Эдуар Мане. Мальчик, пускающий мыльные пузыри.
Завершив «Мыльные пузыри», Мане сразу приступает к портрету Золя; это повод выразить признательность писателю, так мужественно защищавшему художника. Вполне естественно, что Мане предназначает этот холст для Салона. Золя несколько раз приходит позировать в мастерскую живописца, в ту самую мастерскую, проще которой не сыскать: в ней нет никаких удобств, она «почти разваливается»[179]; тут свалены все непроданные полотна автора «Олимпии».
Мане не в силах глядеть на эти непроданные полотна без грусти и тревоги.
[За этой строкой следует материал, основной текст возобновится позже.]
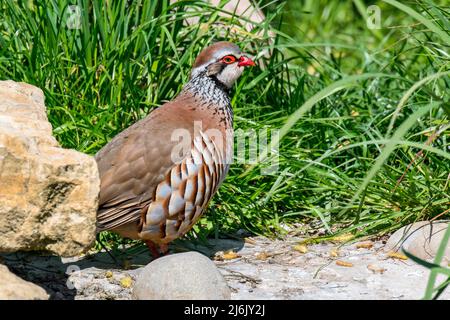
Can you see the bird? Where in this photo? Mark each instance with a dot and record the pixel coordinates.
(158, 176)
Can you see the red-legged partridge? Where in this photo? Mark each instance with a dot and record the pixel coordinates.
(158, 175)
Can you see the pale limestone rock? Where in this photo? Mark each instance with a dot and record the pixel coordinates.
(422, 239)
(48, 195)
(14, 288)
(188, 275)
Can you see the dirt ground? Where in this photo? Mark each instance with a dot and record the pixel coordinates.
(254, 268)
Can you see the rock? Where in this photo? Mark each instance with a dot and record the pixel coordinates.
(421, 239)
(48, 195)
(188, 275)
(14, 288)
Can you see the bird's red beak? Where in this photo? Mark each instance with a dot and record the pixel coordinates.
(245, 62)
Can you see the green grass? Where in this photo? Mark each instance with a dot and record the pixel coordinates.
(363, 114)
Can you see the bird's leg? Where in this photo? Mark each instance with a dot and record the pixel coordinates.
(153, 249)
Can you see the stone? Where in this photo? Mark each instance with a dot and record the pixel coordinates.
(422, 239)
(48, 195)
(14, 288)
(188, 275)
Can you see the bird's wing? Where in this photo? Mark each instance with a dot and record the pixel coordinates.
(133, 163)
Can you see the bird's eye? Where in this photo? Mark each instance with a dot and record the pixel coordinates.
(229, 59)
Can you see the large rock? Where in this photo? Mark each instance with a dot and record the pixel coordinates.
(421, 239)
(48, 195)
(14, 288)
(189, 275)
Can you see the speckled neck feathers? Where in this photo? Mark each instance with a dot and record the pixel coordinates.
(211, 95)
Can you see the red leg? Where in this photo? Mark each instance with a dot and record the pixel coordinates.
(153, 249)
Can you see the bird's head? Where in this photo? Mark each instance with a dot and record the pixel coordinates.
(223, 61)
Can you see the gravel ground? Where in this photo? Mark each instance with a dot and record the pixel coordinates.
(257, 268)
Деньги тают. Неужели он так никогда ничего и не продаст? Выставка 1867 года не принесла ему ни одного покупателя. Только оскорбления. Снова и всегда один оскорбления. Неужели жюри опять не примет его работы? Пребывая в плену вполне традиционного представления об успехе, Мане не отдает отчета, что теперь жюри уже почти не может отстранить его. Пусть он остается в глазах большинства людей «шутом», пусть. Но о нем слишком много говорили. У него есть последователи; он – глава школы, метр новой художественной молодежи. После статей Золя, после выставки на авеню Альма было бы трудно просто-напросто устранить его.
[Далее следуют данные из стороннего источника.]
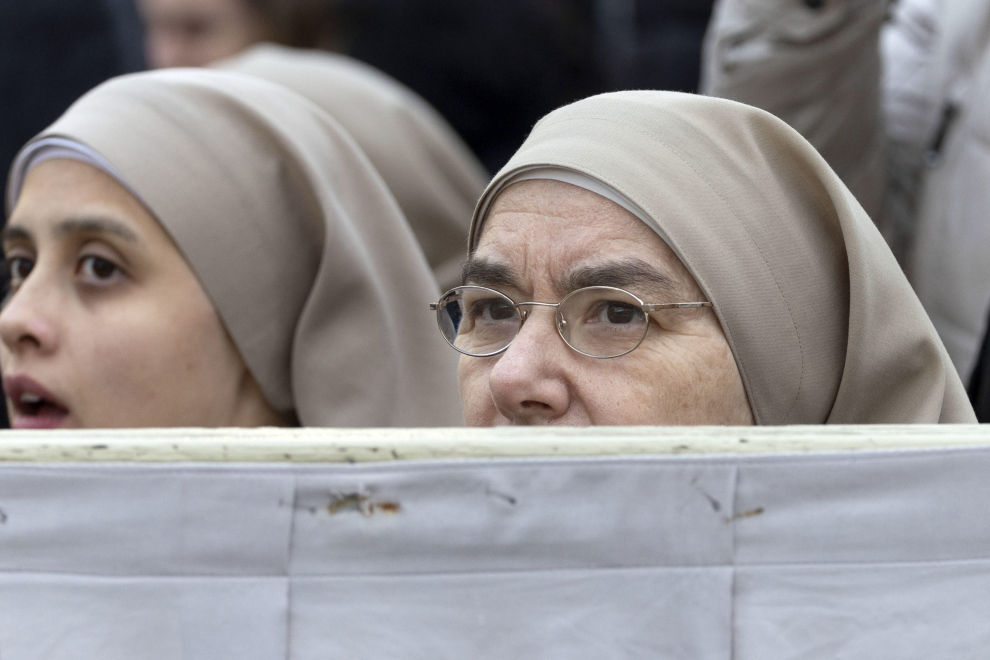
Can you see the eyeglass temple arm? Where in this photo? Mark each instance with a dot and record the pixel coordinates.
(652, 307)
(647, 307)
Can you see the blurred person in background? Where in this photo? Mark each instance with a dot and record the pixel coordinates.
(896, 101)
(197, 32)
(434, 176)
(202, 248)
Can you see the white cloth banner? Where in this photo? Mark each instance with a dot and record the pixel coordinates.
(838, 555)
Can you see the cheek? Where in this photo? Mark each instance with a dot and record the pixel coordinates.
(476, 397)
(687, 379)
(156, 364)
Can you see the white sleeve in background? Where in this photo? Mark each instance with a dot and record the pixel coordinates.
(816, 65)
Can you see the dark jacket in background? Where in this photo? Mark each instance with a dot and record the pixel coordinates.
(979, 384)
(51, 53)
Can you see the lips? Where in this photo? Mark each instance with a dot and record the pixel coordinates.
(34, 406)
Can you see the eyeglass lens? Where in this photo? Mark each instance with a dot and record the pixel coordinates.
(596, 321)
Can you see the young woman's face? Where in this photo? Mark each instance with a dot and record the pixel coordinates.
(105, 324)
(541, 241)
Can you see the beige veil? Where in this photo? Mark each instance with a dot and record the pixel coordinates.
(822, 322)
(293, 235)
(433, 175)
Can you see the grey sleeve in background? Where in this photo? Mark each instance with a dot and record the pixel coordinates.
(913, 111)
(816, 65)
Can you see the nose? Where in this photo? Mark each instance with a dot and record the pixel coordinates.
(529, 382)
(26, 321)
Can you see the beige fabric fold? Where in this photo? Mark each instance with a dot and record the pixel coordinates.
(822, 322)
(433, 175)
(292, 233)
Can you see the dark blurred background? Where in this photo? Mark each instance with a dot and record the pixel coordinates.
(491, 68)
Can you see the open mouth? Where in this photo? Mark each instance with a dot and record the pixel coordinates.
(34, 407)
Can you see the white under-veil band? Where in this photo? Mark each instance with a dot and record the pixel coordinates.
(574, 178)
(50, 148)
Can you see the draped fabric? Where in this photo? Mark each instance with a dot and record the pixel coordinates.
(434, 177)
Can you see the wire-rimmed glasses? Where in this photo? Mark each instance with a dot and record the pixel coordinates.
(597, 321)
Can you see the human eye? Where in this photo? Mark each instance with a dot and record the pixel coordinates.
(18, 268)
(98, 270)
(492, 310)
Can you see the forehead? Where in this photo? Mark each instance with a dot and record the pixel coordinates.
(60, 188)
(545, 230)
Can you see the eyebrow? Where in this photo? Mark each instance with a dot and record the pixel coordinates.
(620, 274)
(488, 273)
(94, 225)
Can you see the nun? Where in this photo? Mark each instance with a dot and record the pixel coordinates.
(202, 248)
(434, 176)
(661, 258)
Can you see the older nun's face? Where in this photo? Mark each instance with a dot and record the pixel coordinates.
(543, 239)
(105, 324)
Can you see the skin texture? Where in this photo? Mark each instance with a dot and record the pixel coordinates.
(197, 32)
(682, 373)
(107, 316)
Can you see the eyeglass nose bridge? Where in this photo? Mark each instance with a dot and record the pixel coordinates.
(524, 313)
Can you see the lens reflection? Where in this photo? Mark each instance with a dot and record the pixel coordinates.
(478, 321)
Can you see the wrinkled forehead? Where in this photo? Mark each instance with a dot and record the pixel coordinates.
(541, 234)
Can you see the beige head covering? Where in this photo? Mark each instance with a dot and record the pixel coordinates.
(823, 324)
(433, 175)
(293, 235)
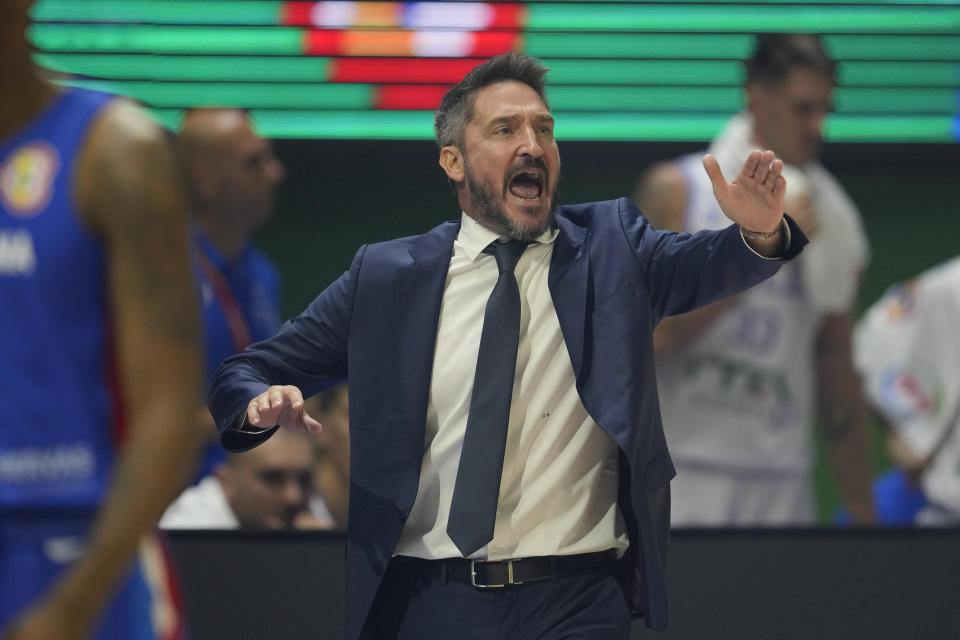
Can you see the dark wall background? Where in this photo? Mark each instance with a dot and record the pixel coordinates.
(735, 585)
(342, 194)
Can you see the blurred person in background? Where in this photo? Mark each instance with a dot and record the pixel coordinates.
(907, 352)
(100, 353)
(232, 176)
(742, 381)
(270, 487)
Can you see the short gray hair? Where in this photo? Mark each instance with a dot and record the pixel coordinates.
(456, 108)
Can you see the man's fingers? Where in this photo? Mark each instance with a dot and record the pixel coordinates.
(780, 188)
(713, 171)
(311, 425)
(253, 412)
(270, 407)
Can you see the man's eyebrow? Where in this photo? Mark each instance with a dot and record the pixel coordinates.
(507, 119)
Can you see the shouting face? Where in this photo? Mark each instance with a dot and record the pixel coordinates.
(509, 169)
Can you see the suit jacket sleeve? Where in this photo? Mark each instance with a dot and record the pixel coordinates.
(685, 271)
(308, 352)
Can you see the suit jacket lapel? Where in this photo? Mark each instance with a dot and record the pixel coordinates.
(419, 294)
(569, 275)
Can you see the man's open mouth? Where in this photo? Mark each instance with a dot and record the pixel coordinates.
(528, 184)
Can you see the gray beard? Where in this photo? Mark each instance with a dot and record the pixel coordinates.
(487, 212)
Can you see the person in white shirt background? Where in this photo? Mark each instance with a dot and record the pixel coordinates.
(742, 381)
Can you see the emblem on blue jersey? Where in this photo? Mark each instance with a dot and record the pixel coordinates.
(26, 178)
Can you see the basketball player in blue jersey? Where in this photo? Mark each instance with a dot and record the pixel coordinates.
(99, 344)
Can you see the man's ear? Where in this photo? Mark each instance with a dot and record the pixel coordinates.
(756, 95)
(451, 159)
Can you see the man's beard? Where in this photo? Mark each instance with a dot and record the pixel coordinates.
(489, 213)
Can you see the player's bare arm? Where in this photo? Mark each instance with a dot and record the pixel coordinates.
(842, 416)
(661, 195)
(127, 188)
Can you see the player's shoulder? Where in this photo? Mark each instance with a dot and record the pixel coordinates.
(123, 126)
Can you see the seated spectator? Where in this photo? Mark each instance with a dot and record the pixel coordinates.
(910, 363)
(270, 487)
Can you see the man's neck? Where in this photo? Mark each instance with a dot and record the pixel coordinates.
(23, 93)
(228, 239)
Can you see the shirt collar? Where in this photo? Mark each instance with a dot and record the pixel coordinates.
(474, 237)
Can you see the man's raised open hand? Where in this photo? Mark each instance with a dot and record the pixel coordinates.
(281, 405)
(754, 199)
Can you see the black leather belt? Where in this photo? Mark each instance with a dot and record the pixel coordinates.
(486, 575)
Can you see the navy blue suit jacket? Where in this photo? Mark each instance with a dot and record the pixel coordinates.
(612, 278)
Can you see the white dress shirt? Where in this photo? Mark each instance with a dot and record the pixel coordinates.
(558, 492)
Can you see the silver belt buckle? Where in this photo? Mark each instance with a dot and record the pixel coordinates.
(473, 576)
Мане заканчивает портрет Золя в феврале[180]. Послушавшись совета писателя, он включает в число отправленных в Салон 1868 года произведений одно сравнительно старое полотно – «Женщину с попугаем»[181] – оно было написано двумя годами раньше, позировала для него Викторина Меран. (Что сталось с ней, с Викториной? Однажды утром эта сумасбродка исчезла и больше в мастерской не появилась.) Жюри принимает обе работы без звука. Впрочем, трудно представить себе более милосердное жюри, чем в этом году: г-н де Ньюверкерке просто кипит от гнева. Почти все «батиньольцы» (кроме вечно отвергаемого Сезанна) будут представлены в Салоне – де Га, Писсарро, Базиль, Моне, а также два приятеля этого последнего, который, конечно же, не замедлит привести их в кафе Гербуа: это Огюст Ренуар, двадцатисемилетний лимузенец, и Альфред Сислей, англичанин тридцати лет.
Как только Салон открылся, Золя торопится отпраздновать победу. В серии статей, опубликованных по случаю этой манифестации в ««L’Evénement illustré», писатель заявляет, что «успех Мане полный. Я не осмеливался даже мечтать о том, что он будет таким стремительным и таким достойным…
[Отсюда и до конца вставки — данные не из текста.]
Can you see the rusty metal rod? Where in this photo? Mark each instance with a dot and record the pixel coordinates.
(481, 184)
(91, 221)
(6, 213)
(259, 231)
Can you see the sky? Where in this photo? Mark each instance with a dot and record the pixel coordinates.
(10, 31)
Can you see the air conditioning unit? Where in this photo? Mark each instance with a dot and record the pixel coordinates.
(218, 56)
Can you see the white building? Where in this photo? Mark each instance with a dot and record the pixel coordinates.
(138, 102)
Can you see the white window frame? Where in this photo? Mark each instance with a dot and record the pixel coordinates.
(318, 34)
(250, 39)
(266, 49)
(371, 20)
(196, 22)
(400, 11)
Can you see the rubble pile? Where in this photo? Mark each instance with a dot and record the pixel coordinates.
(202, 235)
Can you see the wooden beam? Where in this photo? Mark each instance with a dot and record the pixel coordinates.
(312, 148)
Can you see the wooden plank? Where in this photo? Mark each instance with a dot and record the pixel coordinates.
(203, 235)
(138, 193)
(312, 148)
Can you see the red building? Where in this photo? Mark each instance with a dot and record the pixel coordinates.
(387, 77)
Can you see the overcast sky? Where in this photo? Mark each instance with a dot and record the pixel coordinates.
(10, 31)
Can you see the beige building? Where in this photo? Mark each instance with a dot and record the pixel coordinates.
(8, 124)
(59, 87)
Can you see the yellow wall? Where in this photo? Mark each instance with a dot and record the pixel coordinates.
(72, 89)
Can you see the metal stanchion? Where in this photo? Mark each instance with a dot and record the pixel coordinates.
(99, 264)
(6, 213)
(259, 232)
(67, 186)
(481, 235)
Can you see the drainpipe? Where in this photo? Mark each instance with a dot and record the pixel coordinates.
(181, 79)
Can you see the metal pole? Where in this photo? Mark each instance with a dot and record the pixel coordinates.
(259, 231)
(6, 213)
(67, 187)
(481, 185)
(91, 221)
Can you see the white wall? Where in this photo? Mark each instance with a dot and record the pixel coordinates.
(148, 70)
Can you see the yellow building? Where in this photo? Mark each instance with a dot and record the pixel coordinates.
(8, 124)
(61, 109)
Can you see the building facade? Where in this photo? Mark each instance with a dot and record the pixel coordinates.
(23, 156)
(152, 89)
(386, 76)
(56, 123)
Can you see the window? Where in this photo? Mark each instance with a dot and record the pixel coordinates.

Неизбежное признание – я предсказывал его еще в 1866 году – совершается медленно, но верно. Публика привыкает; критика успокаивается и соглашается открыть глаза; успех возрастает… Публика пока многого не понимает, но больше уже не смеется. В прошлое воскресенье я получил большое удовольствие, изучая физиономии зрителей, которые останавливались у полотен Эдуара Мане. Ведь воскресенье – это день толпы, день невежественной, совершенно не подготовленной публики. Я видел, что многие приходили сюда с явным намерением позабавиться. Они стояли, вытаращив глаза и открыв рты, совершенно ошеломленные, без тени улыбки. Глаза привыкли к новому без их ведома. Оригинальность, казавшаяся им поначалу такой предельно комичной, теперь вызывает тревожное удивление, вроде того, какое испытывает ребенок при виде чего-то непонятного. Другие входят в зал и, пробежав взглядом по стенам, интересуются непривычной остротой этой живописи. Они подходят поближе, открывают каталог. Когда они видят там имя Мане, то стараются изобразить приступ смеха. Но холсты висят перед ними, сияя светом и чистотой, будто взирают на этих людей со спокойным и гордым презрением. И, ощутив неловкость, они быстро уходят, не понимая, что им следует теперь думать: помимо собственного желания, они тронуты искренним голосом таланта и теперь подготовлены к восхищению в будущем».